McCauley will sell a good portion of her truffles to other local restaurants such as Tedesca, Max's and 10 Minutes by Tractor. The rest will be sold through farm gate sales and regular truffle hunts for $2.50 per gram over the winter truffle season.
Meanwhile, high-end food purveyor Simon Friend plans to export almost a tonne of south-east Australian truffles to the UK, US, Japan and other northern hemisphere countries hungry for the winter-ripening fungus.
Friend must ensure that his truffles are perfect before trading on the global market. The co-owner of Friend & Burrell wholesalers sorts through scores of kilograms of truffles, rejecting any with the hint of an insect hole, soft patch, or nibble mark from a rabbit or bandicoot. Any blemish can lead to rot.
"A lot of people talk about the aroma of a truffle but forget that it has to have good flavour," says Friend. "People often think that because a truffle has a powerful aroma, it must be good to eat too. But when they cook with it, the truffle can have no flavour. However, a truffle with a subtle nose can sometimes taste tremendous."
Truffles contain a high percentage of glutamic acid, the amino acid taste buds detect as being delicious. When the glutamic acid of a truffle meets umami-rich ingredients such as parmesan cheese, scallops, foie gras and other fungi, the black tuber comes into its own, says Wilkinson.
"Other foods, especially dairy, make truffles shine," he says.

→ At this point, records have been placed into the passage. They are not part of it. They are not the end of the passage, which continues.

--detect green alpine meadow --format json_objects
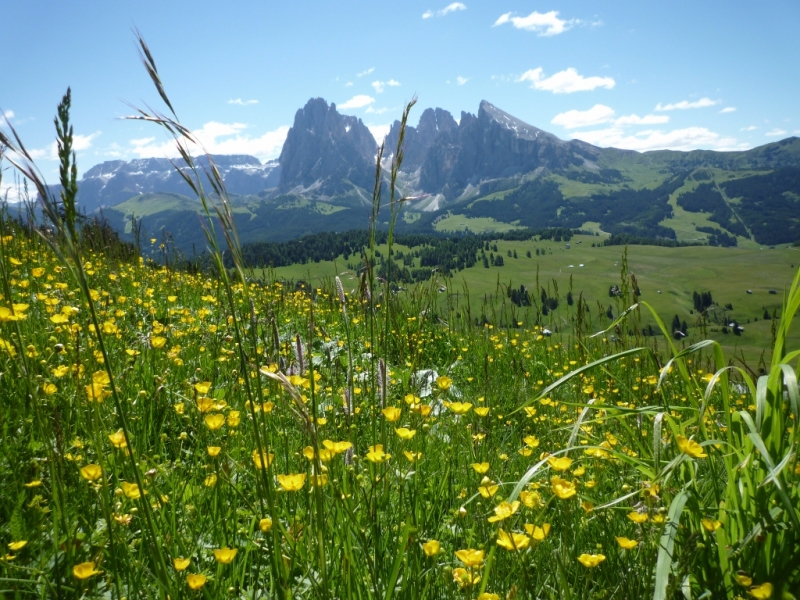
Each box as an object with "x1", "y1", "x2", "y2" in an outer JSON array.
[{"x1": 0, "y1": 8, "x2": 800, "y2": 600}]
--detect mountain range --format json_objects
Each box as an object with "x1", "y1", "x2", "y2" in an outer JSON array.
[{"x1": 37, "y1": 98, "x2": 800, "y2": 250}]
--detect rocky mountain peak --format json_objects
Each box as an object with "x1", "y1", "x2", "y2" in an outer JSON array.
[
  {"x1": 478, "y1": 100, "x2": 566, "y2": 144},
  {"x1": 384, "y1": 108, "x2": 458, "y2": 171},
  {"x1": 420, "y1": 100, "x2": 584, "y2": 200},
  {"x1": 278, "y1": 98, "x2": 376, "y2": 195}
]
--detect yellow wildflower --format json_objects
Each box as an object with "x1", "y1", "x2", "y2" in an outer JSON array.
[
  {"x1": 172, "y1": 557, "x2": 192, "y2": 571},
  {"x1": 550, "y1": 475, "x2": 578, "y2": 500},
  {"x1": 422, "y1": 540, "x2": 442, "y2": 556},
  {"x1": 186, "y1": 573, "x2": 207, "y2": 590},
  {"x1": 497, "y1": 529, "x2": 531, "y2": 552},
  {"x1": 278, "y1": 473, "x2": 306, "y2": 492},
  {"x1": 677, "y1": 435, "x2": 708, "y2": 458},
  {"x1": 72, "y1": 562, "x2": 102, "y2": 579},
  {"x1": 578, "y1": 554, "x2": 606, "y2": 569},
  {"x1": 456, "y1": 548, "x2": 484, "y2": 569},
  {"x1": 81, "y1": 465, "x2": 103, "y2": 481},
  {"x1": 488, "y1": 500, "x2": 520, "y2": 523},
  {"x1": 214, "y1": 546, "x2": 239, "y2": 565}
]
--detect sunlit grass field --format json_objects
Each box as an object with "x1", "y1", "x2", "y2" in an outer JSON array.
[
  {"x1": 262, "y1": 235, "x2": 800, "y2": 369},
  {"x1": 0, "y1": 40, "x2": 800, "y2": 600}
]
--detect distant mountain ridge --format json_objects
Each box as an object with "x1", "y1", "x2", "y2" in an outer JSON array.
[
  {"x1": 28, "y1": 98, "x2": 800, "y2": 248},
  {"x1": 78, "y1": 155, "x2": 281, "y2": 213},
  {"x1": 278, "y1": 98, "x2": 377, "y2": 196}
]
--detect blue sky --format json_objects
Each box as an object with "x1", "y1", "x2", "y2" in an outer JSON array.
[{"x1": 0, "y1": 0, "x2": 800, "y2": 195}]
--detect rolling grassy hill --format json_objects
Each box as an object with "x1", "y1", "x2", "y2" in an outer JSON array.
[{"x1": 253, "y1": 235, "x2": 800, "y2": 366}]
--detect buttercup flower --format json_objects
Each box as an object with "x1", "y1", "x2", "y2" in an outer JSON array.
[
  {"x1": 277, "y1": 473, "x2": 306, "y2": 492},
  {"x1": 497, "y1": 529, "x2": 531, "y2": 552},
  {"x1": 550, "y1": 476, "x2": 578, "y2": 500},
  {"x1": 677, "y1": 435, "x2": 708, "y2": 458},
  {"x1": 456, "y1": 548, "x2": 484, "y2": 568},
  {"x1": 422, "y1": 540, "x2": 442, "y2": 556},
  {"x1": 72, "y1": 562, "x2": 102, "y2": 579},
  {"x1": 525, "y1": 523, "x2": 550, "y2": 542},
  {"x1": 214, "y1": 546, "x2": 239, "y2": 565},
  {"x1": 578, "y1": 554, "x2": 606, "y2": 569},
  {"x1": 81, "y1": 465, "x2": 103, "y2": 481},
  {"x1": 186, "y1": 573, "x2": 208, "y2": 590},
  {"x1": 488, "y1": 500, "x2": 520, "y2": 523}
]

Wilkinson believes Australia now produces some of the best black truffles in the world.
"Their price may be around $3000 a kilogram, but you only need 35 grams shared between several people and it becomes an affordable luxury – especially for diners eager to treat themselves after a little period of unplanned confinement."
Where to get a winter truffle fix in Melbourne
Truffle Melbourne, Queen Victoria Market
Queen Vic's free two-day truffle festival begins July 10 with cooking demonstrations, truffle Bloody Marys, and plenty of opportunities to buy the black diamonds for home use.
Truffle Celebration, Prahran Market
A progressive truffle crawl around Prahran Market on Saturday July 24 featuring dishes such as truffle, veal and mushroom sausage from Gary's Meats, and truffled buckwheat polenta with taleggio and honey from The Essential Ingredient. Tickets from $35.50.
Bellota, South Melbourne
Chef Nicky Reimer is well known for her warming winter pine mushroom ragout, served on butter and parmesan-enriched polenta and cloaked in shaved truffles for $35.
Omnia Bistro, South Yarra
Make a reservation for chef Stephen Nairn's $35 truffle tart: a buttery brisee pastry base topped with luscious pine mushroom custard and a mosaic of truffle slices.
Tipo 00, CBD
$20 will buy you a truffle misu from chef Andreas Papadakis, whereby a hollow chocolate brownie is filled with truffle and mascarpone, and soaked with hot salted-caramel coffee.
Red Hill Truffles, Red Hill
Book a truffle hunt from $150 in the green rolling hills of the Mornington Peninsula to work with loyal sniffer dogs and harvest black gold from the earth. Afterwards, taste a dish made with truffles at the farm or head to Max's Restaurant for a Red Hill Truffle three-course lunch and glass of wine.